AutoFE - Playground: Automatic Feature Engineering & Selection for Kaggle Playground Competitions
Project description
🧪 AutoFE-PG
Automatic Feature Engineering & Selection for Kaggle Playground Competitions
AutoFE-PG is a powerful library that automatically generates, evaluates, and selects engineered features to boost your tabular ML models — with zero target leakage.

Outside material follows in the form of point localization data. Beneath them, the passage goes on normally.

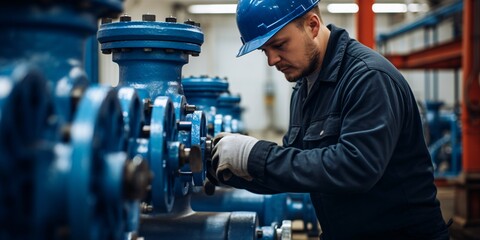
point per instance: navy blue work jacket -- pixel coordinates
(356, 144)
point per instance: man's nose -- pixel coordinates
(272, 58)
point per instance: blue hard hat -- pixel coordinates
(259, 20)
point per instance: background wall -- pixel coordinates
(250, 76)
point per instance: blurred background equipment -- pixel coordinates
(102, 136)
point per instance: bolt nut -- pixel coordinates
(146, 208)
(171, 19)
(137, 177)
(259, 233)
(125, 18)
(190, 108)
(148, 17)
(107, 51)
(106, 20)
(190, 22)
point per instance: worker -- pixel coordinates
(354, 141)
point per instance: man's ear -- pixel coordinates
(313, 24)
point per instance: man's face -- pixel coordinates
(292, 52)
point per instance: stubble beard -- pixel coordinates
(313, 56)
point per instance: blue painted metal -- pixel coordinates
(444, 140)
(203, 92)
(432, 19)
(97, 164)
(222, 108)
(186, 224)
(25, 140)
(91, 59)
(68, 170)
(271, 209)
(228, 105)
(150, 56)
(32, 30)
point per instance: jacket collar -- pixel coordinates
(336, 46)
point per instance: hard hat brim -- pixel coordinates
(261, 40)
(258, 42)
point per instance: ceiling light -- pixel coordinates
(342, 8)
(389, 8)
(212, 9)
(416, 7)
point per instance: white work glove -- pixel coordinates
(231, 151)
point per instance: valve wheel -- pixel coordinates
(162, 131)
(95, 200)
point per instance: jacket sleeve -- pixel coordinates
(371, 121)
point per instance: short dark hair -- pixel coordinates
(299, 21)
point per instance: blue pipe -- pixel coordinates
(270, 208)
(433, 18)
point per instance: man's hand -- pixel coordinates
(231, 153)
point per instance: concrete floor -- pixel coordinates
(445, 192)
(445, 195)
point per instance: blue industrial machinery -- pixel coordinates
(228, 105)
(443, 134)
(271, 209)
(212, 95)
(168, 132)
(64, 172)
(224, 113)
(442, 129)
(150, 56)
(432, 19)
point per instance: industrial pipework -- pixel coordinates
(211, 94)
(150, 55)
(64, 171)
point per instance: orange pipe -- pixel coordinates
(365, 23)
(471, 93)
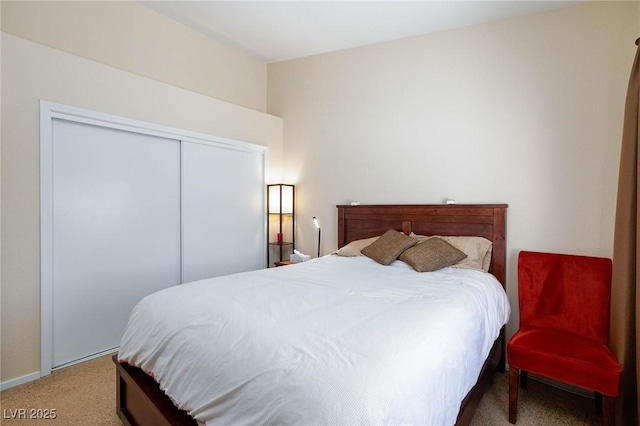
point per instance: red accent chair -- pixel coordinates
(564, 327)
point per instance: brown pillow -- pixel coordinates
(431, 255)
(388, 247)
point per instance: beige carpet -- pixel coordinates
(84, 394)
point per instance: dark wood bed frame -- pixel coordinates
(139, 400)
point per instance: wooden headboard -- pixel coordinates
(482, 220)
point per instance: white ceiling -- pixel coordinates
(275, 31)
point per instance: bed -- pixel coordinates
(140, 400)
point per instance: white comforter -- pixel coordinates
(330, 341)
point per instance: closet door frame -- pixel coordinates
(50, 111)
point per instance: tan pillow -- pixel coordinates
(388, 247)
(354, 247)
(432, 254)
(477, 249)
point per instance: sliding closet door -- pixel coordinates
(222, 210)
(116, 227)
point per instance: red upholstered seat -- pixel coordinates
(564, 325)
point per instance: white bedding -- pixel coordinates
(334, 340)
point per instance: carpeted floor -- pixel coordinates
(84, 394)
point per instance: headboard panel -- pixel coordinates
(482, 220)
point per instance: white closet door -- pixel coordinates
(116, 221)
(222, 210)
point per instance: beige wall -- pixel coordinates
(526, 111)
(132, 37)
(32, 72)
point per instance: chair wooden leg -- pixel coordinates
(598, 400)
(608, 411)
(513, 394)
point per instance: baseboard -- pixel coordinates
(19, 381)
(564, 386)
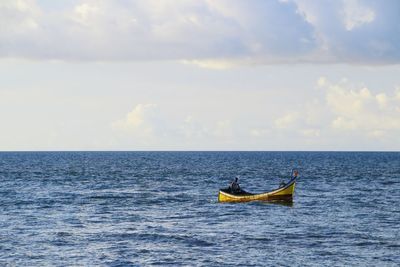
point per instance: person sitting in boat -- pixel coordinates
(234, 187)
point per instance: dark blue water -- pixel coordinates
(160, 208)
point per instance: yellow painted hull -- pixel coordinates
(282, 194)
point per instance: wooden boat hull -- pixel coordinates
(281, 194)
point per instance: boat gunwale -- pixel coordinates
(270, 193)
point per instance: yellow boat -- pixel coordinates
(284, 193)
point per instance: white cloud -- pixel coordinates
(287, 121)
(215, 34)
(138, 122)
(356, 15)
(362, 110)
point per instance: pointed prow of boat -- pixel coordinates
(283, 193)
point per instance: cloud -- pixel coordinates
(359, 109)
(138, 122)
(212, 34)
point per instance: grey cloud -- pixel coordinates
(257, 31)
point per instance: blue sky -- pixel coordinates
(199, 75)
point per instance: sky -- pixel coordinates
(282, 75)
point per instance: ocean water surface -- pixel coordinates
(160, 208)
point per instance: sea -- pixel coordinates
(161, 209)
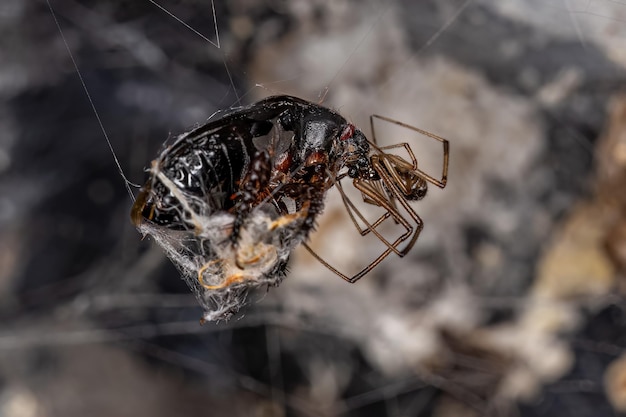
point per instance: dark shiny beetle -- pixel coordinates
(229, 200)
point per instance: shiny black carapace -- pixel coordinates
(229, 200)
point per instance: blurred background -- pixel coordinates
(510, 304)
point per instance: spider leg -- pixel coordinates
(441, 183)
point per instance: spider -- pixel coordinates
(229, 200)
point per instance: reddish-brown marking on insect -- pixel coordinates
(283, 162)
(316, 158)
(348, 132)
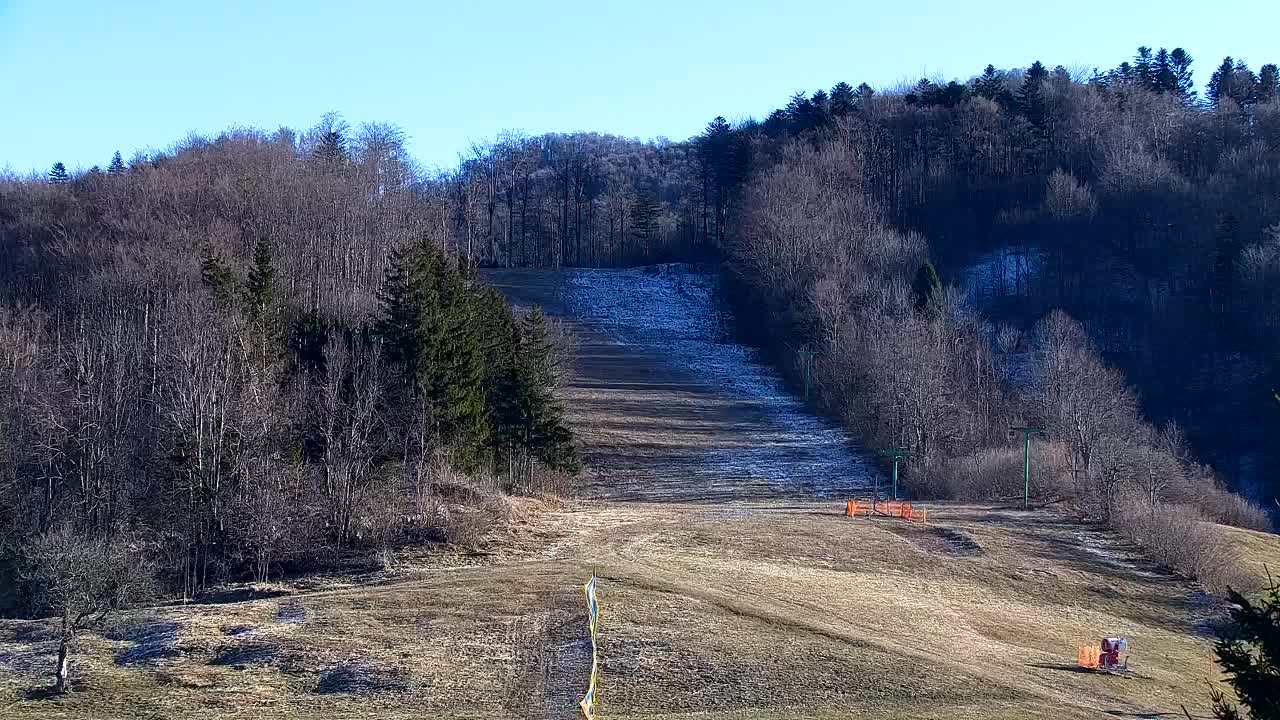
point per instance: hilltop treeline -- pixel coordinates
(252, 352)
(1115, 232)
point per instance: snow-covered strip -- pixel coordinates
(671, 311)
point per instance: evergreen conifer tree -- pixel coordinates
(644, 214)
(261, 306)
(842, 99)
(927, 288)
(219, 278)
(1031, 100)
(1184, 83)
(1164, 78)
(433, 336)
(117, 165)
(988, 85)
(1269, 83)
(332, 149)
(821, 103)
(547, 434)
(1249, 656)
(1143, 68)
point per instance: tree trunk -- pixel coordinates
(62, 683)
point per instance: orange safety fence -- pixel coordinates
(892, 509)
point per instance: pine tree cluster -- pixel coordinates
(480, 377)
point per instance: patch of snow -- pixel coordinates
(999, 273)
(671, 311)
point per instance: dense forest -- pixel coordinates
(254, 349)
(254, 354)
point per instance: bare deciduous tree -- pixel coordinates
(82, 580)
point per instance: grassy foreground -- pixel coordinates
(741, 610)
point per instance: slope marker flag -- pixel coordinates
(588, 703)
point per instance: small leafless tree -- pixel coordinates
(82, 580)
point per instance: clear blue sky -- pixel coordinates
(80, 80)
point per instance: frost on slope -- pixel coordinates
(670, 311)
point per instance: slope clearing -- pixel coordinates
(728, 587)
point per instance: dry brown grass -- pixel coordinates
(731, 611)
(744, 609)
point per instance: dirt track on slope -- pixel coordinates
(652, 428)
(725, 592)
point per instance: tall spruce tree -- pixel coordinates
(1184, 85)
(927, 288)
(1269, 83)
(261, 306)
(1248, 651)
(988, 83)
(219, 278)
(432, 335)
(547, 434)
(332, 149)
(842, 100)
(644, 214)
(1143, 68)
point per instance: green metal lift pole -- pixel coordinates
(1027, 463)
(808, 363)
(897, 455)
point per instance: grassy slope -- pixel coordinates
(749, 607)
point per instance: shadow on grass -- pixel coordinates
(1064, 668)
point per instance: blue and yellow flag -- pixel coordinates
(588, 703)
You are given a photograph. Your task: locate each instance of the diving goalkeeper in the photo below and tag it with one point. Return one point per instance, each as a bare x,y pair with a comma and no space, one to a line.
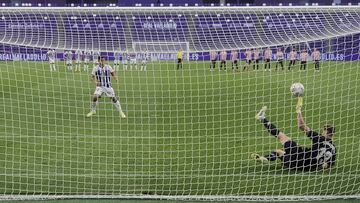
321,155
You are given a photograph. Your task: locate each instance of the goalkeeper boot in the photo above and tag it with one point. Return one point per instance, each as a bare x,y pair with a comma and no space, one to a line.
259,158
261,115
91,113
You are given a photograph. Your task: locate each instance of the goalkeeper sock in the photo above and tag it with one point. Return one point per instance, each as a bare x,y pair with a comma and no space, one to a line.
270,127
117,106
93,106
271,156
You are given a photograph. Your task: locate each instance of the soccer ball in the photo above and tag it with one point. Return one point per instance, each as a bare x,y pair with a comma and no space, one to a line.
297,89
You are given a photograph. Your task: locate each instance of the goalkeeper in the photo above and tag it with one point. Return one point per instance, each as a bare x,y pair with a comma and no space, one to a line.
321,155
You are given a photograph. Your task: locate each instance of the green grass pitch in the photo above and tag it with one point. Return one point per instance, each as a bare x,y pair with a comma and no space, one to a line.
188,132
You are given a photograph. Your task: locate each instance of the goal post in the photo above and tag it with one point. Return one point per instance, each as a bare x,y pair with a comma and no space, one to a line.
190,131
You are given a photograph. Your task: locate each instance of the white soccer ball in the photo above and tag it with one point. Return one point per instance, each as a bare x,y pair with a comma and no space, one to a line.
297,89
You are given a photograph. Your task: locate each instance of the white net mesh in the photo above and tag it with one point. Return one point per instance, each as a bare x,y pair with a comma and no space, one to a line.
189,131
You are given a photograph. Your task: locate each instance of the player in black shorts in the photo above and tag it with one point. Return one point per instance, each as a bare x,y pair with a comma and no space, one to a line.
321,155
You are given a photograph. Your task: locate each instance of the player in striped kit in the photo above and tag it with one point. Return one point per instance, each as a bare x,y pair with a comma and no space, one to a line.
292,57
87,58
101,76
213,58
303,59
180,57
117,56
68,59
316,56
52,57
126,59
280,58
234,59
133,60
248,54
223,56
267,58
256,54
78,59
145,57
96,55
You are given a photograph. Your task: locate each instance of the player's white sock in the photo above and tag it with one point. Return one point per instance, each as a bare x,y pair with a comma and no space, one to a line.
117,106
93,106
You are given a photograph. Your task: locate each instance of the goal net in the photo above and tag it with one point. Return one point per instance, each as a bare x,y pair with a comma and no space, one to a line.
190,129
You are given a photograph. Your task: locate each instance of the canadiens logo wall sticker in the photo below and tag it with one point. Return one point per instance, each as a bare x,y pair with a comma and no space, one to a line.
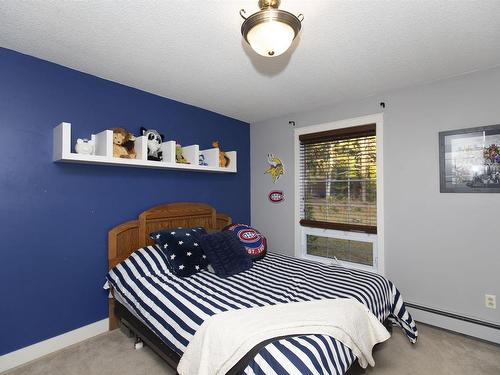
276,196
275,169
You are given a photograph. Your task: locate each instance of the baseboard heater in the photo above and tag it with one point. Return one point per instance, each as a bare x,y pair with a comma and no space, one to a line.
453,316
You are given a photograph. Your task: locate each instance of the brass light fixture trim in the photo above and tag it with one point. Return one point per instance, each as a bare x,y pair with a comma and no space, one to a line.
269,12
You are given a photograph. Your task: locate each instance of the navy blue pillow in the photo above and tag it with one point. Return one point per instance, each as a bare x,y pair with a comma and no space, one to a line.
182,249
225,253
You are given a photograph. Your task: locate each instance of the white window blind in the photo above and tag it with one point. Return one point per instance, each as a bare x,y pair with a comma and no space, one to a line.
338,179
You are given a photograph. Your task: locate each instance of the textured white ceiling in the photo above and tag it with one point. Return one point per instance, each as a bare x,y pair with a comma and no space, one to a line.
192,51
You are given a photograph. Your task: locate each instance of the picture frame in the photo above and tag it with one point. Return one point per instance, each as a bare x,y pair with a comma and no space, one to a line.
469,160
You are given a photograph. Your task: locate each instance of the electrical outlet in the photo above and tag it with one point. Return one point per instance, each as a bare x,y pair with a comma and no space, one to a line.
490,301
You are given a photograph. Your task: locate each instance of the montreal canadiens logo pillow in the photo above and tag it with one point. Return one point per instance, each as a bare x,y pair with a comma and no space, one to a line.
254,242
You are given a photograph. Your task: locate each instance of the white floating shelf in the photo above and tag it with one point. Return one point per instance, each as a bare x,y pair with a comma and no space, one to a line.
62,152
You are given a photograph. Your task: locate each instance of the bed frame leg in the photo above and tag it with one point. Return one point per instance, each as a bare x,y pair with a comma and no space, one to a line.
139,344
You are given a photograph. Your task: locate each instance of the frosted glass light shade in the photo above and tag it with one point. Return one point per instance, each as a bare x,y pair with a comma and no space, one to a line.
271,38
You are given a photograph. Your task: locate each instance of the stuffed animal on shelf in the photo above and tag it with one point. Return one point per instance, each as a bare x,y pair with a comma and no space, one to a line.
223,159
179,158
123,144
154,141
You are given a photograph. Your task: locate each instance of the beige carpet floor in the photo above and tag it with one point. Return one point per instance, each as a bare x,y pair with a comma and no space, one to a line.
437,352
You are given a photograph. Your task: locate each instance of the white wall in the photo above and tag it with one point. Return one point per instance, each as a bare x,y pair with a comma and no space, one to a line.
441,250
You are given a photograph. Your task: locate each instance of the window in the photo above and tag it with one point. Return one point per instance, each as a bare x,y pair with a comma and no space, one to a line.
338,194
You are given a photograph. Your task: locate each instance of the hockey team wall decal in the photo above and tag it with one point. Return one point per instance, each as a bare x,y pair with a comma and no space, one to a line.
276,168
276,196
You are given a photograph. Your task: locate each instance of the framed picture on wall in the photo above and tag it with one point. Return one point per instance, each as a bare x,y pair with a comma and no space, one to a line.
469,160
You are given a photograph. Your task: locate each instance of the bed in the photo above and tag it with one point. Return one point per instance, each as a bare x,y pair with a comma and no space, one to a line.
166,310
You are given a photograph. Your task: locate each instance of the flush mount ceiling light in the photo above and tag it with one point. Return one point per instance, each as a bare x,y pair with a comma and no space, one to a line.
270,31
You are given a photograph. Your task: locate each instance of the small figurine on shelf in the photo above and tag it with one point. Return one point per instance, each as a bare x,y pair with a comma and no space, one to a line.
154,140
223,159
179,158
202,160
84,146
123,144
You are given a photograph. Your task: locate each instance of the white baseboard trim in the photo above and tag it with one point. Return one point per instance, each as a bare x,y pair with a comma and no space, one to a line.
29,353
466,328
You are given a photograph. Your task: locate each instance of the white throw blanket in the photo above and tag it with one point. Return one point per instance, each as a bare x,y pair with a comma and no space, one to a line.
225,338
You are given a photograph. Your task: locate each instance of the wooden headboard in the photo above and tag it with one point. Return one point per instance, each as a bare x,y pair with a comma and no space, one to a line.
126,238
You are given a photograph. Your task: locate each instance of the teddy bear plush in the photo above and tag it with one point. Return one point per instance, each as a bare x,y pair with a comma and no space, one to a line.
154,140
123,144
223,159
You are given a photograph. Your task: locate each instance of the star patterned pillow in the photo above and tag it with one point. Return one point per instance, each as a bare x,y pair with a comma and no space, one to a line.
182,248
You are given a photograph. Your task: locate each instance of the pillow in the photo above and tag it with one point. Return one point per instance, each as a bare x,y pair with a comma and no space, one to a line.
225,253
146,261
182,249
254,242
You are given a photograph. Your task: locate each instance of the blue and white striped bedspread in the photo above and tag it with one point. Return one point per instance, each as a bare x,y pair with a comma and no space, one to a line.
174,307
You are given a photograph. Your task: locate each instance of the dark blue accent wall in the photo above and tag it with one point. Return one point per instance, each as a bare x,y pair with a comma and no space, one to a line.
54,217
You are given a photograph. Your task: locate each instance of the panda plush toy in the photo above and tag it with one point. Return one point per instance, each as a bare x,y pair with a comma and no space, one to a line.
154,141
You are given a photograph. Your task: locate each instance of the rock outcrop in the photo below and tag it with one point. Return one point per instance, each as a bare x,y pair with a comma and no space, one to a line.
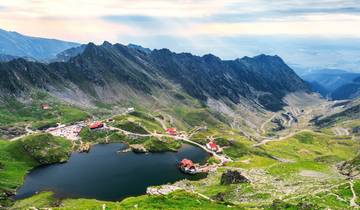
233,177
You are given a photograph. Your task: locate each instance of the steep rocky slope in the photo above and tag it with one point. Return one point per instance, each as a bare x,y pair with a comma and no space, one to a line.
115,72
15,44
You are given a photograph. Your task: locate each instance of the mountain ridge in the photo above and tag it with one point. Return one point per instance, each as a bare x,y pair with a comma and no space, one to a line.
42,49
100,68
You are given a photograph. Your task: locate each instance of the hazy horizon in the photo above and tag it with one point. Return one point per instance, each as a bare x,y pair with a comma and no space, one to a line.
305,34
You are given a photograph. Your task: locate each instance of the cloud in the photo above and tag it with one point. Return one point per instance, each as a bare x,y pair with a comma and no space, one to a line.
230,28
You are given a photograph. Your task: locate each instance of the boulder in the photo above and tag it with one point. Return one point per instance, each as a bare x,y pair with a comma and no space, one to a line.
233,177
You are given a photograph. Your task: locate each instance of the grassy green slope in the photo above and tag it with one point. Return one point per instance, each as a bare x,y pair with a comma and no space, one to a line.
18,157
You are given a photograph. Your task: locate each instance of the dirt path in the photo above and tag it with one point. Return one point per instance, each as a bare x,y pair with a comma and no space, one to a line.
339,131
262,127
353,199
281,138
28,132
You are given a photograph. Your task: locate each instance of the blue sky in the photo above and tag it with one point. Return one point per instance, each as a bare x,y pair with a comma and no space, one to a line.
306,33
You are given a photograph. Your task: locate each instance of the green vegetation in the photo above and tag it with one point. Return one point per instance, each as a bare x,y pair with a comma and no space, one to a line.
175,200
137,122
97,135
42,200
131,127
47,149
15,163
13,111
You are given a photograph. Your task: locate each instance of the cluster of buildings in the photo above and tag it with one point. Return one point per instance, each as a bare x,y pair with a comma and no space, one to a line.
70,132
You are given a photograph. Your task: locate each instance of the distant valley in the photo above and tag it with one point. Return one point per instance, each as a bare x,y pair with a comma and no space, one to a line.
247,133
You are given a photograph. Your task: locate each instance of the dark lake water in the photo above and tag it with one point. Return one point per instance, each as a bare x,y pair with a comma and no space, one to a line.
106,174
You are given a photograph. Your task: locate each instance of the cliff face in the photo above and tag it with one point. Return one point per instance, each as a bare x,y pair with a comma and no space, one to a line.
263,79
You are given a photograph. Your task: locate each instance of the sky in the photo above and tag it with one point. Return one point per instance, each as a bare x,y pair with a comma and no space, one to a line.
306,33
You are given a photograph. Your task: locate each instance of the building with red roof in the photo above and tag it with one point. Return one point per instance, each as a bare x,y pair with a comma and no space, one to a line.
171,131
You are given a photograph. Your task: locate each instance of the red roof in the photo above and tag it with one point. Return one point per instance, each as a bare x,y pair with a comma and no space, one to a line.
186,163
96,125
213,145
171,131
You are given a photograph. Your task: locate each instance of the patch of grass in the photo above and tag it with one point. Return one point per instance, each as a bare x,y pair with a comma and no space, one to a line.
236,150
13,111
42,200
172,201
253,161
96,135
289,169
15,163
131,127
47,149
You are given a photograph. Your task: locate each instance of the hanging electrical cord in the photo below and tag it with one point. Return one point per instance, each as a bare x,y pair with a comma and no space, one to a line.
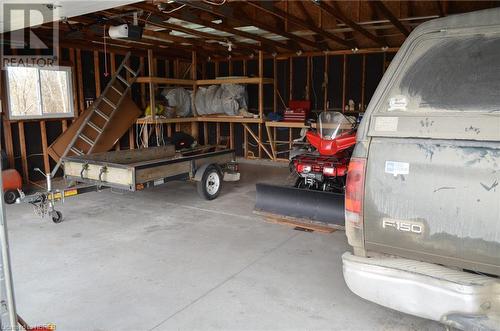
173,10
215,3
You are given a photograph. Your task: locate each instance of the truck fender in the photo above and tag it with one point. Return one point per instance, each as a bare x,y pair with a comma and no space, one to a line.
201,170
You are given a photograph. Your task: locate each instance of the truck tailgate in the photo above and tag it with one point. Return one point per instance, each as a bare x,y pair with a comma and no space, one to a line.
434,200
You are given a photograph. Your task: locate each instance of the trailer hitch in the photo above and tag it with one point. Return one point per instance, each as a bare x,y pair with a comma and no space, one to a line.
85,167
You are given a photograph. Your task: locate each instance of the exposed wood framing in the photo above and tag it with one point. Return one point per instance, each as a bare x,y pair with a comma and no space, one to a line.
390,16
335,11
267,6
43,133
24,156
258,140
97,75
79,75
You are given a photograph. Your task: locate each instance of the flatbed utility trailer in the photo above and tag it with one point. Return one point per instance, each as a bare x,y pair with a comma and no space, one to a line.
134,170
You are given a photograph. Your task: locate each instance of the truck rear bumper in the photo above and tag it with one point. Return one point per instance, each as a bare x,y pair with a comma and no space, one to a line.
456,298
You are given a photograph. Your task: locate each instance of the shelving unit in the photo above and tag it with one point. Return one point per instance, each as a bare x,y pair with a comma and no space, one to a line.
152,80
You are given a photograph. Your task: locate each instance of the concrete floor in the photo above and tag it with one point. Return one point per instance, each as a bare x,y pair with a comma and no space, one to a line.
164,259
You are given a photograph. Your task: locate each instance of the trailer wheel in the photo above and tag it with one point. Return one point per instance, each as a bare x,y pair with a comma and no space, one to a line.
56,216
210,184
10,196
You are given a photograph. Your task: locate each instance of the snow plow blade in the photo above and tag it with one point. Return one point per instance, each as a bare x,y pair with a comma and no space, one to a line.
312,205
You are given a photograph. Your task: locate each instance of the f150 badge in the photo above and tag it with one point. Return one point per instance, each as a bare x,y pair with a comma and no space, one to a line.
403,226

Version 0.3.0 is a complete refactoring focused on general-purpose strategies that work across any tabular competition, featuring advanced binning, digit-based features, Cyclical encoding, Weight of Evidence, and Genetic Programming interactions.
✨ Key Features
| Feature | Description |
|---|---|
| Genetic Programming | Generates complex non-linear interactions using gplearn |
| Digit-Based Logic | Extracts integer and decimal positions; creates digit-cross-category interactions |
| Target Representation | OOF Target Aggregation (mean, std, skew), WoE, and Entropy features |
| Cyclical Encoding | Sine/Cosine transformations for periodic numerical features |
| Advanced Binning | Both Quantile (qcut) and Equal-width (cut) discretization |
| External Signal Injection | Inject historical Priors, WoE, and Entropy from original datasets |
| Zero Target Leakage | All target-dependent features use strict out-of-fold (OOF) strategies |
| Greedy Selection | Forward selection keeps only features that improve CV score |
| GPU Acceleration | Built-in support for XGBoost GPU engines |
🚀 Quick Start
Installation
pip install autofepg
# Optional: for Genetic Programming features
pip install gplearn
Basic Usage
import pandas as pd
from autofepg import select_features
train = pd.read_csv("train.csv")
test = pd.read_csv("test.csv")
X_train = train.drop(columns=["id", "target"])
y_train = train["target"]
X_test = test.drop(columns=["id"])
result = select_features(
X_train, y_train, X_test,
task="classification",
time_budget=3600 # 1 hour limit
)
X_train_new = result["X_train"]
X_test_new = result["X_test"]
print(f"Features added: {len(result['selected_features'])}")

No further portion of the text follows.